Si la gauche s’est bruyamment réjouie de son incarcération, certaines personnalités sabrant le champagne dans la rue ou en ligne, le camp ultraconservateur ne semble pas baisser les bras. Les alliés politiques de Jair Bolsonaro ont immédiatement pris la route de Brasilia pour manifester leur soutien. Tarcisio de Freitas, puissant gouverneur de Sao Paulo et dauphin probable de l’ex-président, a défendu l’« innocence » de son mentor et dénoncé une décision « irresponsable » de la justice, qui, selon lui, « porte atteinte au principe de la dignité humaine ».
Ses défenseurs invoquent la condition physique préoccupante de Jair Bolsonaro, 70 ans, atteint, selon eux, de troubles digestifs graves, de problèmes cardiaques, pulmonaires, neurologiques et d’un cancer de la peau de type mélanome. Son état physique est décrit comme « extrêmement affaibli » voire « compromis ». « L’objectif d’Alexandre de Moraes est très simple : tuer mon père », est allé jusqu’à lancer son fils Eduardo, depuis son exil américain, sur la plateforme X.
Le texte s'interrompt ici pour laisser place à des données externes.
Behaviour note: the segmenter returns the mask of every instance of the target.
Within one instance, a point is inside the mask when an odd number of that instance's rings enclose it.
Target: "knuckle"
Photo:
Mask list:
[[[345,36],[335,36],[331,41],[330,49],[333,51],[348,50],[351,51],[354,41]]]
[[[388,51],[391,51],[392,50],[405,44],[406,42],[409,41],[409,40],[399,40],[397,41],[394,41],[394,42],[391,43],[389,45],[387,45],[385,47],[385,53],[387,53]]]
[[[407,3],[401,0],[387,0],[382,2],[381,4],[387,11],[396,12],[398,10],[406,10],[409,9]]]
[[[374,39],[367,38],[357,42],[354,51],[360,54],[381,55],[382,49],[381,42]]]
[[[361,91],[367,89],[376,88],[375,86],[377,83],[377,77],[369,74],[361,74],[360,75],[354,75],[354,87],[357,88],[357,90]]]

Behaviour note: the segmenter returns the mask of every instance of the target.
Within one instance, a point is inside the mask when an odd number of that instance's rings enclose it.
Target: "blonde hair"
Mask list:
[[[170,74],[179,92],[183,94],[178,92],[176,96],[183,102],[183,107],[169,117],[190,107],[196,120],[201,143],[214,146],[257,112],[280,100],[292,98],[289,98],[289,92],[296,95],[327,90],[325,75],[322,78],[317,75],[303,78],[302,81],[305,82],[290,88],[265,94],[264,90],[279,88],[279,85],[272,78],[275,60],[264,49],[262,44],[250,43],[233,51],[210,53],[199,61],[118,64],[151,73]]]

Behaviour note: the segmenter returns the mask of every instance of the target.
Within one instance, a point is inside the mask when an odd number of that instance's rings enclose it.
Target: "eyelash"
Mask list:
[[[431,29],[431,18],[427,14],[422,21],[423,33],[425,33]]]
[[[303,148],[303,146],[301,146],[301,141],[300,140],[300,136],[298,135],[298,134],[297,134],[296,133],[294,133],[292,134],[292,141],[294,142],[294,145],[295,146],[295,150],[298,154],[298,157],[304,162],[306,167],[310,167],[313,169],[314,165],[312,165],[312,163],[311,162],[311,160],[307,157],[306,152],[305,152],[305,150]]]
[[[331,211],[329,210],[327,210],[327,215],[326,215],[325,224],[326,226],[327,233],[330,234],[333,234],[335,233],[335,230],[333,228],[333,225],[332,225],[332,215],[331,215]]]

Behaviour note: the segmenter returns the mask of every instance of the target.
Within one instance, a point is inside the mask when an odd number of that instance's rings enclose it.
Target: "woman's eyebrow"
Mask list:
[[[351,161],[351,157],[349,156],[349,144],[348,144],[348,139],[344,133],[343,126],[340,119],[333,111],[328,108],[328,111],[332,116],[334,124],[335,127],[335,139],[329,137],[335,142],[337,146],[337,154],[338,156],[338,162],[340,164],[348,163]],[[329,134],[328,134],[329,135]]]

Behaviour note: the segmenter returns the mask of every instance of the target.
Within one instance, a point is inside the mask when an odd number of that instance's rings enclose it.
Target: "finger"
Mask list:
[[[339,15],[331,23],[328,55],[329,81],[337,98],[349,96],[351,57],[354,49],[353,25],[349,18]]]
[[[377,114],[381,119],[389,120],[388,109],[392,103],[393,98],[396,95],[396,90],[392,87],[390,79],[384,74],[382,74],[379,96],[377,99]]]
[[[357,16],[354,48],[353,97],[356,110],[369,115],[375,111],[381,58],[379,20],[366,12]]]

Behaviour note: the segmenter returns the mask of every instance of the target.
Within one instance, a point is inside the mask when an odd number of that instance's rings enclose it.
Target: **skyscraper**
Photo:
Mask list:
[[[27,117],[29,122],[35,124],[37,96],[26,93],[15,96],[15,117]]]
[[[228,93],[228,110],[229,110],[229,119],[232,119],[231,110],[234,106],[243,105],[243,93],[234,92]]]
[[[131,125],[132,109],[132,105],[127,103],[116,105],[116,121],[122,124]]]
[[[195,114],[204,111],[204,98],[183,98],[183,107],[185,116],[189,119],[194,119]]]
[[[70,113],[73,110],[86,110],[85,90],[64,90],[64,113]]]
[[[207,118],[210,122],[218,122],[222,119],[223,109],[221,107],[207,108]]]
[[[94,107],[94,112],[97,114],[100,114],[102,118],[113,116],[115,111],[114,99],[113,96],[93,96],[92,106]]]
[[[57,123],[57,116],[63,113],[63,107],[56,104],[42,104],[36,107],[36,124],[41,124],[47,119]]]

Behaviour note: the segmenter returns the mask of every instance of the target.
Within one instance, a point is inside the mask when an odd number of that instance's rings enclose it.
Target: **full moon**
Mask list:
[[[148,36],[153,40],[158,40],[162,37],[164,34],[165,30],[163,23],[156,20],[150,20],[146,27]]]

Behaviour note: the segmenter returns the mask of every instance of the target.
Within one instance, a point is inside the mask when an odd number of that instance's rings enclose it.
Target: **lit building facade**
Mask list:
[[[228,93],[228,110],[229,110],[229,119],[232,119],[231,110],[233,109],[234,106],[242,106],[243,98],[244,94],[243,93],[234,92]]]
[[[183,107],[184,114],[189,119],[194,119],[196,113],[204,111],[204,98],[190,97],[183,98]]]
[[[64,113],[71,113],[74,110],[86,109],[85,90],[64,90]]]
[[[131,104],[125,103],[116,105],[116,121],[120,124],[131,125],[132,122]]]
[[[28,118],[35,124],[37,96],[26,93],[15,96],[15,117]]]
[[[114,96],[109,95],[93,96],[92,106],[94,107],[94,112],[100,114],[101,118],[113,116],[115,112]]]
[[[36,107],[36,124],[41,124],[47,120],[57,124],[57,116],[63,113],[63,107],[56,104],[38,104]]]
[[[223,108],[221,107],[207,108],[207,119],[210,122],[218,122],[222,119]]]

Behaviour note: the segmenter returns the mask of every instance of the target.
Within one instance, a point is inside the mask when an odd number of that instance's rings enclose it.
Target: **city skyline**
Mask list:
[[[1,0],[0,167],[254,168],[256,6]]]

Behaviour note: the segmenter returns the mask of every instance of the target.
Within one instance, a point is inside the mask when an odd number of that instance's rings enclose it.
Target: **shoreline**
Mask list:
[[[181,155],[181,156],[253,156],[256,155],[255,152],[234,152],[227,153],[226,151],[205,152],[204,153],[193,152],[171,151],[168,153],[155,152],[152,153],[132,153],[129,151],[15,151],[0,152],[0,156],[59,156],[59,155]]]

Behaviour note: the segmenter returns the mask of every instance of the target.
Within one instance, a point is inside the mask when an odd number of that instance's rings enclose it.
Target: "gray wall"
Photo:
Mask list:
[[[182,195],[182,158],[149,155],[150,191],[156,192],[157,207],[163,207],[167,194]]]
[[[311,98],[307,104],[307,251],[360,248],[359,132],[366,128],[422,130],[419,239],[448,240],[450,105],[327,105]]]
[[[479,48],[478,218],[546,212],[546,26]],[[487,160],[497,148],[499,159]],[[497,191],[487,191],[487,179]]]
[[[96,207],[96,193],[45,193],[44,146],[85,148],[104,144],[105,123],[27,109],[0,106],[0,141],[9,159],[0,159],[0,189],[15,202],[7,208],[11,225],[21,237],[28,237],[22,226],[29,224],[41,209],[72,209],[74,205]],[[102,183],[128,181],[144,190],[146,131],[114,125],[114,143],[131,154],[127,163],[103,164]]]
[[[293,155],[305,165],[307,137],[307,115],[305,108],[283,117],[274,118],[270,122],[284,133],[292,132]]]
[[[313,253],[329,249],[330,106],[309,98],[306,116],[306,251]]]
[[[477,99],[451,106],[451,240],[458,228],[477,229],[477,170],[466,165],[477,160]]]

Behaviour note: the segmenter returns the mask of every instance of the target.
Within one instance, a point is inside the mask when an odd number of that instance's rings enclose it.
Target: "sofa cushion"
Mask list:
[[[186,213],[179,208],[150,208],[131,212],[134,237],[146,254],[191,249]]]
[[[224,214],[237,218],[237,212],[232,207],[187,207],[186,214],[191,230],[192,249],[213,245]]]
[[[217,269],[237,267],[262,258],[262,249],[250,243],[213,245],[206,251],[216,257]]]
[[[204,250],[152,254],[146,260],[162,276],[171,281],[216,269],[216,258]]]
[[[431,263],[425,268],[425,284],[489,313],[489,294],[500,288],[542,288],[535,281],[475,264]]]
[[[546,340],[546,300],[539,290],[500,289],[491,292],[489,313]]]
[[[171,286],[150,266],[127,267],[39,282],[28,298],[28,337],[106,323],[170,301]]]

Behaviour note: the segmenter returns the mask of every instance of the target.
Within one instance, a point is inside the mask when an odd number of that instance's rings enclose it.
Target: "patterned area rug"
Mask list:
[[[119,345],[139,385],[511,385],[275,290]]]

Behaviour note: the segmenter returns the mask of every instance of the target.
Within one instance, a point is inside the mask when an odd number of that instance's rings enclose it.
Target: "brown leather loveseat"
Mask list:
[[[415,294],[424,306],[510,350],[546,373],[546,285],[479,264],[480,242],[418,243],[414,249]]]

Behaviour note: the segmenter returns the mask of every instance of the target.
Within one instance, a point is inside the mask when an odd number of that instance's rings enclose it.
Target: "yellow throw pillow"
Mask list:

Pour parer à toute critique, le magistrat a permis à Jair Bolsonaro de recevoir des soins médicaux « en continu » et sans restriction. Mais par son geste, l’ancien président a ruiné toutes chances de pouvoir effectuer sa peine à domicile. Son placement définitif derrière les barreaux devrait intervenir en début de semaine. A ce stade, les juges penchent pour une unité pénitentiaire de haute sécurité, gérée par la police militaire au sein du complexe de Papuda, à Brasilia. Ultime étape d’une déchéance qui oscille entre grotesque et lugubre.